Hollywood Babylon, by Kenneth Anger
Anger, a director who started shooting films when he was only a kid, published his book Hollywood Babylon in 1959 (in France—it wouldn’t be widely released in the U.S. for years) to universal fascination and occasional repulsion. His controversial, gossip-laden tell-all was lurid and nasty, detailing the debauchery and violence of the first 50 years or so of Hollywood. (The tall tales and rumors perpetuated by Anger also served as the inspiration for much of the characterization in Damien Chazelle’s recent Babylon.) Anger was an industry outsider, making experimental queer films, and his disdain for Los Angeles is felt through every page. While much of Hollywood Babylon has been disproved in the years since its publication, it’s responsible for the longevity of a number of urban legends, such as Fatty Arbuckle’s supposed involvement in the death of an aspiring actress, and it arguably was a forebear of photo-hungry tabloids, like TMZ, that will stop at nothing to publish a less-than-savory shot. The “celebrity scandal” is now an industry unto itself, a reflex perpetuated by the internet and Notes-app apologies, but the business’s messy egos and frantic partying date all the way back to the early 20th century.
[Read: The dizzying debauchery of ]Babylon
You’ll Never Eat Lunch in This Town Again, by Julia Phillips
Phillips’s autobiography is a strong counterpart to Hollywood Babylon, as it focuses on the days of New Hollywood, which arose after the 1950s ended. She produced classics such as Taxi Driver, Close Encounters of the Third Kind, and The Sting, which made her the first female producer to accept the Academy Award for Best Picture. (Producers get to hold the Best Picture statue, as a thanks for the effort they put in, and the money they moved, to get the movie made.) The book shows how she and her husband, Michael, came up through the industry, including such experiences as Phillips’s story-editing tenure at Paramount, where she once mistook the famed producer Bob Evans for a hairdresser. It also provides a guide to all the ins and outs of what producers actually do (besides having their names come up first in the credits). Most of this job, at least for Phillips, is to make phone calls in which she plays hardball, oversells, or undersells; to read books that might make splashy pictures; and to take those titular lunches.
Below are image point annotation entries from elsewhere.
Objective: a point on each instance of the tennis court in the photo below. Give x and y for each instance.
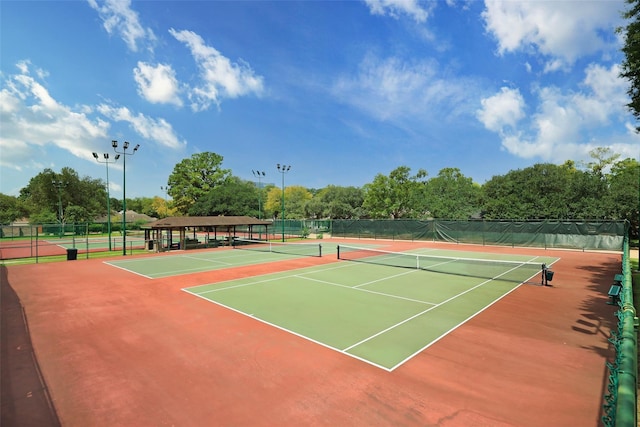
(383, 309)
(187, 262)
(320, 341)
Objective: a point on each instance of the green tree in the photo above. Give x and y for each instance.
(451, 195)
(295, 200)
(624, 185)
(398, 195)
(541, 191)
(194, 178)
(52, 192)
(11, 208)
(336, 202)
(234, 197)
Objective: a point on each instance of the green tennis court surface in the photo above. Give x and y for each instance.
(187, 262)
(380, 314)
(93, 242)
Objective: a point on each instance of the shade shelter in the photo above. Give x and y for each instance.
(190, 232)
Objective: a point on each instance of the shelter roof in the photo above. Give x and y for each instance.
(206, 221)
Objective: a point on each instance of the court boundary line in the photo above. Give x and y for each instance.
(345, 351)
(283, 329)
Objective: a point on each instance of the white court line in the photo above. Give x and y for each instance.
(428, 310)
(289, 331)
(366, 290)
(345, 350)
(126, 269)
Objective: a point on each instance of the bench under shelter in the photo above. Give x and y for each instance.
(195, 232)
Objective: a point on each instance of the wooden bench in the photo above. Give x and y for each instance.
(614, 294)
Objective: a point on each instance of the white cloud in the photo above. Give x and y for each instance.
(566, 125)
(221, 78)
(562, 31)
(393, 89)
(502, 110)
(393, 8)
(157, 84)
(158, 130)
(118, 17)
(31, 119)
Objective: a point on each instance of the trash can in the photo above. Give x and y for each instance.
(72, 254)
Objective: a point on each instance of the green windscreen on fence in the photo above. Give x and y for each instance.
(602, 235)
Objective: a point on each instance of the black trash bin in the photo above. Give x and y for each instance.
(72, 254)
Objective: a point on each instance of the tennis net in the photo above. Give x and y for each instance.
(289, 248)
(505, 270)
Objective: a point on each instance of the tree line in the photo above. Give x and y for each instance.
(605, 188)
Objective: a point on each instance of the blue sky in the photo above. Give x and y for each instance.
(341, 91)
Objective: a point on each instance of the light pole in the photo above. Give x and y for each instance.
(259, 175)
(166, 199)
(106, 161)
(283, 169)
(125, 146)
(59, 185)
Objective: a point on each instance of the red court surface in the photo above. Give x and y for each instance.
(115, 348)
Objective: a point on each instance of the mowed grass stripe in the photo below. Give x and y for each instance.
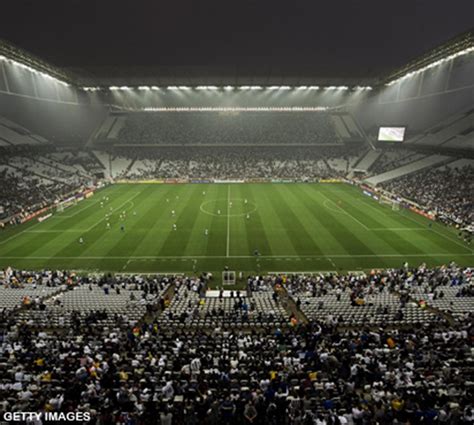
(398, 242)
(336, 234)
(175, 241)
(143, 227)
(51, 243)
(216, 242)
(257, 237)
(429, 239)
(310, 211)
(198, 242)
(238, 221)
(340, 225)
(94, 240)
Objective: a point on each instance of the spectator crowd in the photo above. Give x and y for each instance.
(313, 372)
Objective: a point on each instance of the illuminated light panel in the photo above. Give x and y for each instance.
(432, 65)
(236, 109)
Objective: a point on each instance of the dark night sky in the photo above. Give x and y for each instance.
(354, 35)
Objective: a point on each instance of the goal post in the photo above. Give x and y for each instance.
(228, 277)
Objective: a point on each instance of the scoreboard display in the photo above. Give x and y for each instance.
(391, 134)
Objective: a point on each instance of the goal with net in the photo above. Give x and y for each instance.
(228, 277)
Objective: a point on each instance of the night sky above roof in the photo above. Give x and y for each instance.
(350, 37)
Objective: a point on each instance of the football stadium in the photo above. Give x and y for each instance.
(196, 230)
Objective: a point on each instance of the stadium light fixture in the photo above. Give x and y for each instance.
(206, 88)
(432, 65)
(235, 109)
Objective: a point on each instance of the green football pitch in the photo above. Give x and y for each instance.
(292, 227)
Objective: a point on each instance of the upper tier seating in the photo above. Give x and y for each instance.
(213, 128)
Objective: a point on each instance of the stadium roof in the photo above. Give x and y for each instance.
(242, 76)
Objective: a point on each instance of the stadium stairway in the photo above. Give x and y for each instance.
(413, 167)
(367, 160)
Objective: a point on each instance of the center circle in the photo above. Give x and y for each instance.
(224, 213)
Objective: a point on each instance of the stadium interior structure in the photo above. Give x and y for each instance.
(348, 259)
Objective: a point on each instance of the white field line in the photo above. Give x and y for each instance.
(441, 234)
(343, 211)
(19, 233)
(65, 231)
(84, 207)
(164, 257)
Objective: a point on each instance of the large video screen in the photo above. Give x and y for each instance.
(391, 134)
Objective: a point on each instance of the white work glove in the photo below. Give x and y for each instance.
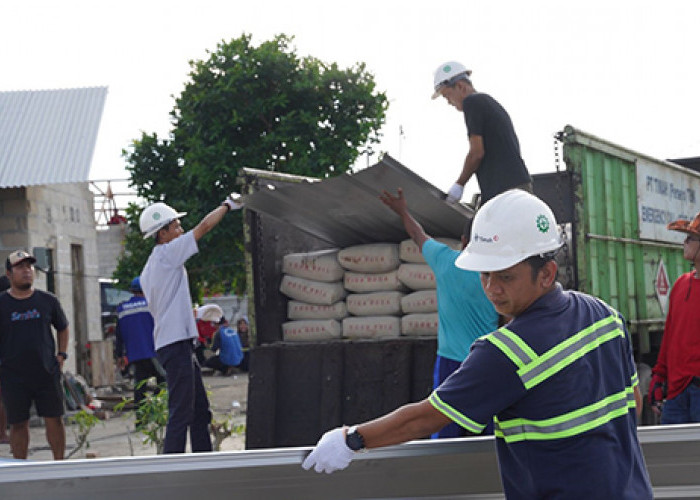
(330, 454)
(233, 202)
(455, 193)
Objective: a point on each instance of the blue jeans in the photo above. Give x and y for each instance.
(443, 369)
(188, 405)
(684, 408)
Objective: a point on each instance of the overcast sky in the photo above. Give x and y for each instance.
(625, 71)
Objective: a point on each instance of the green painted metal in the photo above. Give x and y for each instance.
(613, 262)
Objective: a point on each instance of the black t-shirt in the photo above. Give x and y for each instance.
(27, 345)
(501, 168)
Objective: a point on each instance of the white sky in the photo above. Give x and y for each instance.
(625, 71)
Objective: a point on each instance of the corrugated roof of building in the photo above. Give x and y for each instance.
(48, 136)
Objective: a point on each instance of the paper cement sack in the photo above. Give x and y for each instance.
(310, 329)
(317, 266)
(371, 258)
(417, 276)
(423, 301)
(371, 327)
(419, 324)
(303, 310)
(366, 282)
(313, 292)
(374, 304)
(409, 252)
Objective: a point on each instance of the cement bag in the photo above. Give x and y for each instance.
(419, 324)
(417, 276)
(409, 251)
(379, 282)
(317, 266)
(371, 327)
(302, 310)
(372, 258)
(310, 329)
(374, 304)
(313, 292)
(423, 301)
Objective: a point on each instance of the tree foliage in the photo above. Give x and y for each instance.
(248, 106)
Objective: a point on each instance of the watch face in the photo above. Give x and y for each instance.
(354, 439)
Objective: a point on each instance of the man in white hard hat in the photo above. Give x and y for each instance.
(494, 150)
(558, 380)
(166, 287)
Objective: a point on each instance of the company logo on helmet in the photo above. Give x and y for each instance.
(483, 239)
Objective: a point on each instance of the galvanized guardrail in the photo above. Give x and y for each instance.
(448, 469)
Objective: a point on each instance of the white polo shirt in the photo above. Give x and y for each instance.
(166, 287)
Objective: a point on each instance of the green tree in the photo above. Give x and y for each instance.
(249, 106)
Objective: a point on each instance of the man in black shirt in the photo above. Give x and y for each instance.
(494, 150)
(30, 367)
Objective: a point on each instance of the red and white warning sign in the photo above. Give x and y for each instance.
(662, 286)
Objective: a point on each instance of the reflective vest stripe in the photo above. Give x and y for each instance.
(135, 310)
(512, 346)
(573, 348)
(568, 424)
(454, 415)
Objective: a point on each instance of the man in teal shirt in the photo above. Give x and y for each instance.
(464, 312)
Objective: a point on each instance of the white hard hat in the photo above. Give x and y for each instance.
(447, 74)
(210, 312)
(155, 216)
(508, 229)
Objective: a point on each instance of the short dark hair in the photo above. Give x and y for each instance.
(537, 262)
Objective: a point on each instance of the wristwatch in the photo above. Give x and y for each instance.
(354, 440)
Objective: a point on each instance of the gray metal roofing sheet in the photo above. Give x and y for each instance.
(346, 210)
(48, 136)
Before the narrative spirals into drugs and addiction, Phillips crosses paths with all of the major players in 1970s Hollywood, and her writing offers a great inside look at the early years of Martin Scorsese, Steven Spielberg, and Paul Schrader (whom she refers to as nerds). It is a bracing read, unputdownable in every sense, and full of the cynicism and wonder that defined that era of filmmaking.